What the adjuvant does is yell at the immune system - "Hey look over here I have a disease particle that needs to be attacked!"

Substances such as aluminum salts, organics, and oil based adjuvants are all used to stimulate the immune system. These products are really good at their job, which makes for a better immune response to the vaccine. However the problem with these products is that they are really good at their job, which can overstimulate the immune system.

There have been claims that some of these substances can stimulate the immune system for up to 2 years. 

If you are giving vaccines every year you can obviously see the very likely possibility of immune system  overstimulation.

Some new technologies in adjuvants, such as virosomes, appear to have less overstimulating effects on the immune system, less inflammatory response, and have a technique that mimics the natural way the body reacts to an attacking disease. 

Continued research into these types of adjuvants is important in preventing the reactions to vaccines, however using vaccines appropriately and judiciously is just as important and gives us an answer right now to reducing the possibility of vaccinosis in our dogs.

Take home message: The core vaccines of Distemper, Parvo, Hepatitis and Rabies have a duration of immunity much longer than 1 year and even longer than 3 years.

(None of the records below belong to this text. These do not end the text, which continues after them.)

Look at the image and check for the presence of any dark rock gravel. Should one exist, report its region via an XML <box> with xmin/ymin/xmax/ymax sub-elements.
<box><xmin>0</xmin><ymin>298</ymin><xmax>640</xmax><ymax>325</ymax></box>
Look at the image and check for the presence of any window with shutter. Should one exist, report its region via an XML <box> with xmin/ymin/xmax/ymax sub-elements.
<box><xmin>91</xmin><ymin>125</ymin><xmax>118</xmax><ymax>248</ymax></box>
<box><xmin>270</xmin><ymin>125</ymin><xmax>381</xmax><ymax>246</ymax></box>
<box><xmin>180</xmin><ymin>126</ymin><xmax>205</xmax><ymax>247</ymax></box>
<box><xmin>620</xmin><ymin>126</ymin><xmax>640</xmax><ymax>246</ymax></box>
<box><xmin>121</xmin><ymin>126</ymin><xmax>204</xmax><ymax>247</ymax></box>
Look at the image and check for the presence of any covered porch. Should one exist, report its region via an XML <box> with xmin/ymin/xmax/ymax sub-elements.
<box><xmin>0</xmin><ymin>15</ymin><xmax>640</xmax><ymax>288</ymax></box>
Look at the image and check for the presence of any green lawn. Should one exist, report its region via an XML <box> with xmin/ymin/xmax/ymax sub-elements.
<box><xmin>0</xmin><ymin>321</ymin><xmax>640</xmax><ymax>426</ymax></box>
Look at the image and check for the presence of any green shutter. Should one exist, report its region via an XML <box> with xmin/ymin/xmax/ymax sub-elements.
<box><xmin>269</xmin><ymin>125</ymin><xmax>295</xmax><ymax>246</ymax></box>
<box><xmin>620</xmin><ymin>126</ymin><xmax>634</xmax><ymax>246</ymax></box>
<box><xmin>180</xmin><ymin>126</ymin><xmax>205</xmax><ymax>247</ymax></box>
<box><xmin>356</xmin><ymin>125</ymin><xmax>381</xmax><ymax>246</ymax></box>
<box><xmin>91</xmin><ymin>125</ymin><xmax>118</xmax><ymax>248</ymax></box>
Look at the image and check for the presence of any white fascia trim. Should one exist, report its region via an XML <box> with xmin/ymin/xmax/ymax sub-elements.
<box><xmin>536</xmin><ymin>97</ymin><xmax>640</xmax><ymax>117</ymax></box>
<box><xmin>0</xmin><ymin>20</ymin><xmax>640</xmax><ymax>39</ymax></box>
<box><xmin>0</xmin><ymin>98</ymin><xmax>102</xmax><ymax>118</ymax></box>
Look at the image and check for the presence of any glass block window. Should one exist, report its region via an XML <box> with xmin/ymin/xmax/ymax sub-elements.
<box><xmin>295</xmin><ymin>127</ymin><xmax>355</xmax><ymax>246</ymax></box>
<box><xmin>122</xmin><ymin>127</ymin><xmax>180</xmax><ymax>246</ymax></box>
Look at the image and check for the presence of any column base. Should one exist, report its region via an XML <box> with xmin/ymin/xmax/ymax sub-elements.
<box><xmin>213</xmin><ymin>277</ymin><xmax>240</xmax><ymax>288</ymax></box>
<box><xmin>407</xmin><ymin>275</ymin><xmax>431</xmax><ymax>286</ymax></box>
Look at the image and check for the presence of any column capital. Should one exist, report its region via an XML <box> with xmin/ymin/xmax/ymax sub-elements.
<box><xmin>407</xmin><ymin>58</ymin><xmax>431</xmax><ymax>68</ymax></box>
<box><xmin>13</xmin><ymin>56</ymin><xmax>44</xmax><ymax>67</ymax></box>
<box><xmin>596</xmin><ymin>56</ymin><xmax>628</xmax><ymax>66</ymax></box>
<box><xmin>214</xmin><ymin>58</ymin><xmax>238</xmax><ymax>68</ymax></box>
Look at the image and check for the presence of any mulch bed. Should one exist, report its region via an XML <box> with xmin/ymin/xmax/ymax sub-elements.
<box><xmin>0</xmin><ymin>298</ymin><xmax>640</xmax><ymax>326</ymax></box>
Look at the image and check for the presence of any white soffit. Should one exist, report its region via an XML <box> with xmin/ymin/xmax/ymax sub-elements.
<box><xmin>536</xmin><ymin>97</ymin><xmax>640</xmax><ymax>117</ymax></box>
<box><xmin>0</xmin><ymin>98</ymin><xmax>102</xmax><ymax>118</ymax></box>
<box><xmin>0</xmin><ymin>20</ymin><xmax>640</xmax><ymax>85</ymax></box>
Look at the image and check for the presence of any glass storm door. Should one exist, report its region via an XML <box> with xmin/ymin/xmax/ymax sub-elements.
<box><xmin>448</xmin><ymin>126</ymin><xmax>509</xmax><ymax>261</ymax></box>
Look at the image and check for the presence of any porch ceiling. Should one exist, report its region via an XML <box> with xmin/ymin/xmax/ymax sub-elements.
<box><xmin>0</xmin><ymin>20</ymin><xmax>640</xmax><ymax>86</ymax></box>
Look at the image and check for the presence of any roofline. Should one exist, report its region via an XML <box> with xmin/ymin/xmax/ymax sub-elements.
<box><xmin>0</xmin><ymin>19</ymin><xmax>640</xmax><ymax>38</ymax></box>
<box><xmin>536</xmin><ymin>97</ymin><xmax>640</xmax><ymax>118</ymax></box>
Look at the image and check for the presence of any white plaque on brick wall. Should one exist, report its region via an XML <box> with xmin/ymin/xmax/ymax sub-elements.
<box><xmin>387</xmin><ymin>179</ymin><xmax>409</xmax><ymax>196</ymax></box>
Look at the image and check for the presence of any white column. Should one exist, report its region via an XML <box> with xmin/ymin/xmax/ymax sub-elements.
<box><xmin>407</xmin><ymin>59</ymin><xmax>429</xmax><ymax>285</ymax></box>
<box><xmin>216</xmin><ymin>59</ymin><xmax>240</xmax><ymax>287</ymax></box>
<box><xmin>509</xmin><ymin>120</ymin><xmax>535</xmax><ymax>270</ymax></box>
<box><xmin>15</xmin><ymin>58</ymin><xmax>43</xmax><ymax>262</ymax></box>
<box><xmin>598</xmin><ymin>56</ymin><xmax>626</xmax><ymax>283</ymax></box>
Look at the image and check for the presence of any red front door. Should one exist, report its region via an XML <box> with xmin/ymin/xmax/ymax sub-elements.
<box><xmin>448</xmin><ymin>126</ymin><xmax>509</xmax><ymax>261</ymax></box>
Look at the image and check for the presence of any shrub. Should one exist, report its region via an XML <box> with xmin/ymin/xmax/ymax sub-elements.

Vaccinating more than every 3 years has no benefit and actually increases the risk  of reactions.

If you base your dogs health only on risk vs reward it is obvious that vaccinating annually is not in your dog's best interest. For those of you that your dog's health is more important than just risk vs reward, it is even more obvious that you should be reducing how often you give your dog vaccines.


Daniel Beatty, DVM (Dr. Dan) is an integrative veterinarian that believes in a holistic approach to medicine and wellness. He uses the best of both the allopathic and the holistic worlds of medicine to maintain a proper balance to health and movement for his canine and equine patients. 

He also blogs at Dog Kinetics and loves to teach pet owners his ideas through blogging and webinars.

Articles by Dr. Beatty:
What Acupuncture Did For Intervertebral Disk Disease (IVDD) 

Related articles:

To Booster Or Not To Booster: Jasmine's Parvo and Distemper Titer Results Are Back
Veterinarians And Vaccines: A Slow Learning Curve 
DAP (Distemper, Adenovirus, Parvovirus): Fourth Year In, Still Full Immunity 


  1. My 7-year-old golden retriever died of autoimmune hemolytic anemia, so I take these issues very seriously, even though I don't know the exact cause of her disease. I plan to titer my current dog the next time he is "due" for vaccines.

    1. Yes, it is certainly something to take seriously. Other things could trigger IMHA as well, but who's to say the over-excited immune system didn't at least contribute? All good things in moderation.

  2. Thanks for writing this; I researched over vaccination partly for my blog and partly to find out what I needed to do and have changed our dogs protocol based on what I learned from other bloggers and holistic veterinarians. The downside to vaccinations really makes you sit up and take notice. This is serious business.

    1. It certainly is. And given the fact that additional vaccination to an already immune dog won't change the status quo, completely needless risk.